Макарий тяжело вздохнул.
– Многое произошло от неразумения самих же православных христиан. Меры не знают они в веселье.
Иван Васильевич нахмурился.
Слушая митрополита, он думал о том, что хотя Макарий и ближе к царскому престолу, нежели какое-либо другое духовное лицо, хотя он и единомышленник его, царя своего, но многое остается между ним и Макарием недосказанным, неясным... Царю хорошо была известна тайная симпатия Макария к Максиму Греку. Не он ли писал ему: «Узы твои целуем, но помочь ничем не можем». И почему-то Ивану Васильевичу хотелось спросить о Печатном дворе, являвшемся делом рук его и Макария.
– Скоро ль увидим мы святую книжицу, сиречь Апостол?

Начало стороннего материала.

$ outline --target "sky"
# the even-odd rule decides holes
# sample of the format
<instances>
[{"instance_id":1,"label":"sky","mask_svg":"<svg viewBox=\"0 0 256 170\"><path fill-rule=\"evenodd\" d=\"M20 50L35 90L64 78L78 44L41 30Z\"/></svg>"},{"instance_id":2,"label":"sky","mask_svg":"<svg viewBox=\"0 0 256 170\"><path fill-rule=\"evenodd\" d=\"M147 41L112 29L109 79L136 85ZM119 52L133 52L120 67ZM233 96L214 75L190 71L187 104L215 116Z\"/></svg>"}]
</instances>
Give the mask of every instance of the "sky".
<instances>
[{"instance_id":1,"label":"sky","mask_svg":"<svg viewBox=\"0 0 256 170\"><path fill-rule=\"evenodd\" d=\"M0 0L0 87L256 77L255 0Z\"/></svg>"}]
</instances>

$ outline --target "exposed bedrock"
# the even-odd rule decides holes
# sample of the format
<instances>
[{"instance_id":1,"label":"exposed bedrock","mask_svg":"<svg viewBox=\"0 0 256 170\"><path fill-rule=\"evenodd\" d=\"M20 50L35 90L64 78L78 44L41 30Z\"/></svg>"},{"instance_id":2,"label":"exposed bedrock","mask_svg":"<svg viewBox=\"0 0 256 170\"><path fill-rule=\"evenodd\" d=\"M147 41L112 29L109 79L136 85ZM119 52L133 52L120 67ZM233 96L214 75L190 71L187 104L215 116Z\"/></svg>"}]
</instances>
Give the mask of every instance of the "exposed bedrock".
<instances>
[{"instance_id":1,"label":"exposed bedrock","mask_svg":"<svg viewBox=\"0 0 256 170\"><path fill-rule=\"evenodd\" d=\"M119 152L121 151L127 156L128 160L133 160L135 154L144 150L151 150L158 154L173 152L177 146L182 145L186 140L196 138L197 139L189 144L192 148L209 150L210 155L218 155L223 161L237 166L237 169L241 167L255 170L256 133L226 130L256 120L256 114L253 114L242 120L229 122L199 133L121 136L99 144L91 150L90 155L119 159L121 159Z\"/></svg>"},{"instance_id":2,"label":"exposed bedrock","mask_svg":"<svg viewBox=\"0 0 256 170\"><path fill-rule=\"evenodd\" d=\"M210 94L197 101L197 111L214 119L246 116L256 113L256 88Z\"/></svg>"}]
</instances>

– Делу великому, коему суждено возвеличить имя моего государя превыше имени византийских владык, немало помех больших и мелких стоят на пути. Но ни Вассиан, ни Максим Грек нам не чинили в том никакой помехи. Немцы – истинные враги наши... Многие творят неустройства Печатному двору. Твой гнев на ливонских господ – достойное им наказание.
– Но церковники-иосифляне также косятся на то дело...
Макарий тяжело вздохнул.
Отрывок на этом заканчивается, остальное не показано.